Spring semester tends to disintegrate when the sunny weather arrives, melting like a chocolate bar left on the dashboard of a car. Even though I’m on sabbatical, I can tell the semester is ending by listening to the gang of college students in my living room. I’d like to say that they’ve been working hard to finish their courses, but really, I’m not sure which class requires students to play computer games all night. Not that it’s all been computer games, of course. Sometimes it’s poker or Scrabble.
One night I counted six computers in the living room: really, it was a Geek Fest. Much to the amusement of his peers, FirstExtra decided to start teasing me because my computer is a Mac. Once he gets on a roll, he’s hilariously funny, but I can’t print his insulting comments. I don’t want to encourage him. I know he reads my blog because every time I post a naked photo, he says stuff like, “OMG! Why didn’t you warn me? My eyes are burning!”
Boy in Black always says he doesn’t read my blog – unless he’s got a lot of work to do and has a real need to procrastinate – but Blue-eyed Ultimate Player cheerfully admits that he’s even read stuff from the archives. I keep warning him that he’s going to end up on the blog sooner or later if he keeps spending so much time with us. He’s a sophomore from a town called Sandwich, which is such a cool name for a town that I can’t improve it with a pseudonym.
This time of year, academic efforts are pretty half-hearted. “I’ve got a Quantum Mechanics test tomorrow,” Boy in Black will say, “Want to go outside and throw?” Boy in Black’s method of studying for final exams is to sleep on the couch near his textbooks while the alarm on his cell phone goes off – annoyingly – every ten minutes. Blue-eyed Ultimate Player, about to start a project midnight before it was due, told me his strategy was to choose a topic his writing teacher didn’t know anything about. “I was going to write about suicide in the 1930s. Who knows anything about that? I don’t.”
Boy in Black’s injury (originally diagnosed as a pulled groin, now diagnosed as osteitis pubis, or an inflamed pubic bone) is STILL preventing him from playing Ultimate, but that doesn’t stop him from talking about the sport obsessively or practicing his flick. His friends’ method of cheering him up includes a constant stream of groin jokes. There’s a reason I haven’t been putting my kids’ dialogue on my blog these days ….
Now that the warm weather is here, the boys have been wearing new Ultimate shorts – which they ordered in bright colours.

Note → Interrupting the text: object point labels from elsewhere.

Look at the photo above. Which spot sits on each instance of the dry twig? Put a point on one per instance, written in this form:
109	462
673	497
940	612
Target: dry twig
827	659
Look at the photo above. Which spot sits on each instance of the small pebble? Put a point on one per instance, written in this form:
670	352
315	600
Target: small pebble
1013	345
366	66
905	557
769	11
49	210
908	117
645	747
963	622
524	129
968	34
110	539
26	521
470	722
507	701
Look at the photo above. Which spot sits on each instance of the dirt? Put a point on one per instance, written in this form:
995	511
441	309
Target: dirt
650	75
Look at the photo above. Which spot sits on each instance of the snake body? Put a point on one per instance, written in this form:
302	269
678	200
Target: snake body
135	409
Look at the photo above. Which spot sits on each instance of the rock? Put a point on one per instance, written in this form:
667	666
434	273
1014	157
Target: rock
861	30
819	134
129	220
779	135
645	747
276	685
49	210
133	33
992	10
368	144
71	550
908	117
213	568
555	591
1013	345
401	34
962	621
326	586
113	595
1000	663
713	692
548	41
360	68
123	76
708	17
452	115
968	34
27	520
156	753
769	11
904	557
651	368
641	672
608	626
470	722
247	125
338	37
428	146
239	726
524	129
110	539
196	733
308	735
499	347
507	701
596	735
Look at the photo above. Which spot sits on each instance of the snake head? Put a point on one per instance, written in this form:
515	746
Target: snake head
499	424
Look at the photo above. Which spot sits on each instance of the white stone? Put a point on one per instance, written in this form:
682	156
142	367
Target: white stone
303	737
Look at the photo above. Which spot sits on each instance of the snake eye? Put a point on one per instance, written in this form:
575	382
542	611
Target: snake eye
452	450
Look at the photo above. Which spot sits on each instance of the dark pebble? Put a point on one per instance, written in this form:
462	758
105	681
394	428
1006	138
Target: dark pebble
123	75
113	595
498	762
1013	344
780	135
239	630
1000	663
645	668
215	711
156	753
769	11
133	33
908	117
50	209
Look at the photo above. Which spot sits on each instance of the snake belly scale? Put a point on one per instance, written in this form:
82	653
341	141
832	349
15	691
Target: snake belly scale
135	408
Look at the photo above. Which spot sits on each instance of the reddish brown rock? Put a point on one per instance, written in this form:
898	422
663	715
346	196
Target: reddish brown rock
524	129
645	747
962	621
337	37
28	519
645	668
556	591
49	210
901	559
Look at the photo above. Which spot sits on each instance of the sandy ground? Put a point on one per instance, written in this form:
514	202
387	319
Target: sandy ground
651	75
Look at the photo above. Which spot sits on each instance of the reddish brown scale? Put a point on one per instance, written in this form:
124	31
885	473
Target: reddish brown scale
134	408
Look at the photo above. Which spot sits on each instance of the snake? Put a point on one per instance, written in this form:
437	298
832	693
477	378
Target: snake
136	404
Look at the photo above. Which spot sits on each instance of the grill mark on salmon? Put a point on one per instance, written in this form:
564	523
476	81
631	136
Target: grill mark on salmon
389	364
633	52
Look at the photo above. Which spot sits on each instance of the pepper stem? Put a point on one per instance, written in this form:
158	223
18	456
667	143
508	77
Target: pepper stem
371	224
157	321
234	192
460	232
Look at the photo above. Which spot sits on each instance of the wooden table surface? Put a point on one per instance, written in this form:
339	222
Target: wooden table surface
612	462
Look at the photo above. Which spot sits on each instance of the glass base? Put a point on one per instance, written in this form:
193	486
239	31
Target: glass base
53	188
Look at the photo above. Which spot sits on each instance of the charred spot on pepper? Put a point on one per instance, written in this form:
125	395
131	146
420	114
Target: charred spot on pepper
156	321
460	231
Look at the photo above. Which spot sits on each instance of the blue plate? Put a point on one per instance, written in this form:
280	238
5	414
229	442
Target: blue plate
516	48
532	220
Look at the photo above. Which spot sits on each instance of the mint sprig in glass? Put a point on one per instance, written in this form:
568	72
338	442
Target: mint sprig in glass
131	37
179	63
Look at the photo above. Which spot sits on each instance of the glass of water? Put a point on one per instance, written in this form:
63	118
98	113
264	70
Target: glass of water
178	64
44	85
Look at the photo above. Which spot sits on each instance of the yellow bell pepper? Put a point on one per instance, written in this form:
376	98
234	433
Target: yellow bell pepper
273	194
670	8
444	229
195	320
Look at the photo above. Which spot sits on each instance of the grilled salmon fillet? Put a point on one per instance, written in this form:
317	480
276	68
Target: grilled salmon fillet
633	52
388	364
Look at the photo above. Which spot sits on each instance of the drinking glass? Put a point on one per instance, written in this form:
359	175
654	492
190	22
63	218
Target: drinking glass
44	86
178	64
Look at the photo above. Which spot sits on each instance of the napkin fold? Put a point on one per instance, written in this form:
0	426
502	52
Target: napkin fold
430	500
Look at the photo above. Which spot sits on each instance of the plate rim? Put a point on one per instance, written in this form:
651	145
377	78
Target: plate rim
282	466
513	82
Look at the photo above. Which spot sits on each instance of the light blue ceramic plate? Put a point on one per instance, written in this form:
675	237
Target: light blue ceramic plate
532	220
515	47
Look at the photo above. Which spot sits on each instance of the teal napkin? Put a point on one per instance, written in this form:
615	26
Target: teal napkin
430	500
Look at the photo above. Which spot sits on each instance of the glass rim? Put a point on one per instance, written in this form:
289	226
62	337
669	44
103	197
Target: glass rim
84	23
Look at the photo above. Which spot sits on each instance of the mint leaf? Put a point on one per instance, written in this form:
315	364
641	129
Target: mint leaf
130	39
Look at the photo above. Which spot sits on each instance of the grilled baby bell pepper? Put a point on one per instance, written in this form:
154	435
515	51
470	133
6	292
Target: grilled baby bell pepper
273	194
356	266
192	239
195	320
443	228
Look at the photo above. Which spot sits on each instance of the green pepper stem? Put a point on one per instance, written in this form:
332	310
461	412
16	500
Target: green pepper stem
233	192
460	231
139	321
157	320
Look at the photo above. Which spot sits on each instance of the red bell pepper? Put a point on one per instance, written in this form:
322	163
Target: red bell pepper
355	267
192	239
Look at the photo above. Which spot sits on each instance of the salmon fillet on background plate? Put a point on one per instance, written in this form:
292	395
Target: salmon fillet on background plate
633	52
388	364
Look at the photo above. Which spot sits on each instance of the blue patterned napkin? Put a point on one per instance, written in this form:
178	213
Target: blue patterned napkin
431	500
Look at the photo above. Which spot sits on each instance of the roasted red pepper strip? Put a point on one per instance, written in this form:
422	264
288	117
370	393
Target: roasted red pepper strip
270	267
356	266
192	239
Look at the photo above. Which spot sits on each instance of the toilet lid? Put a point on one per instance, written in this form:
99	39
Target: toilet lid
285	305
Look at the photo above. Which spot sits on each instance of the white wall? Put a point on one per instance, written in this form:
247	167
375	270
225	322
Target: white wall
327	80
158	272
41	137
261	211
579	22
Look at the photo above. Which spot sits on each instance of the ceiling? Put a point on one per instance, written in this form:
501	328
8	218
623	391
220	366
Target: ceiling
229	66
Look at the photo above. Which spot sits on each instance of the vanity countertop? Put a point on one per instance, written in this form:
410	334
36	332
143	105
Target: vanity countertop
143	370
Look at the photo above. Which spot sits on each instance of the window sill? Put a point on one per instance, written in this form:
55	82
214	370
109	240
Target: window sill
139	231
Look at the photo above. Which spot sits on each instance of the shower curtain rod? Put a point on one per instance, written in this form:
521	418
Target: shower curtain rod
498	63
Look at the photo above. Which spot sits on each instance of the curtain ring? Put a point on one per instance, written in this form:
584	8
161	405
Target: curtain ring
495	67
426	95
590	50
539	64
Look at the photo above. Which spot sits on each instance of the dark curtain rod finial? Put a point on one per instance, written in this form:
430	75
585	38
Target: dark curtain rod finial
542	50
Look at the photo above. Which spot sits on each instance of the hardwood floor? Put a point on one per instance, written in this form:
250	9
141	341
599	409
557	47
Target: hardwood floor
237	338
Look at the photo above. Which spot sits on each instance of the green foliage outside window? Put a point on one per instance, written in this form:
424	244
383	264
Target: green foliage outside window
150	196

Boy in Black’s shorts are pink. Yes, whenever he chooses a colour other than black, pink is his choice. He’s known for the pink bandana he wears to pull his long hair back. Shaggy Hair Boy’s shorts are bright yellow, which teamed with an orange shirt, make him look like an Easter egg, except much skinnier. FirstExtra’s shorts are plaid. Yes. Plaid. With-a-Why's are purple. And Blue-eyed Ultimate Player? I don’t know what he usually wears, but when it got hot here, he put on the pair of blue shorts that are supposed to be my daughter’s. We are pretty communal when it comes to clothing.
Sunday morning, I woke up to find Shaggy Hair Boy, Boy in Black, and Blue-eyed Ultimate Player still awake in the living room, blearily playing some kind of computer game, intently discussing strategy. Despite their claims that they didn’t need sleep, I came back later to find to find them dozing on the couch and chair. My daughter, awake and showered, nudged me and pointed to Blue-eyed Ultimate Player. “Take a photo of him while he’s asleep. Then he’ll be surprised when he shows up on your blog.”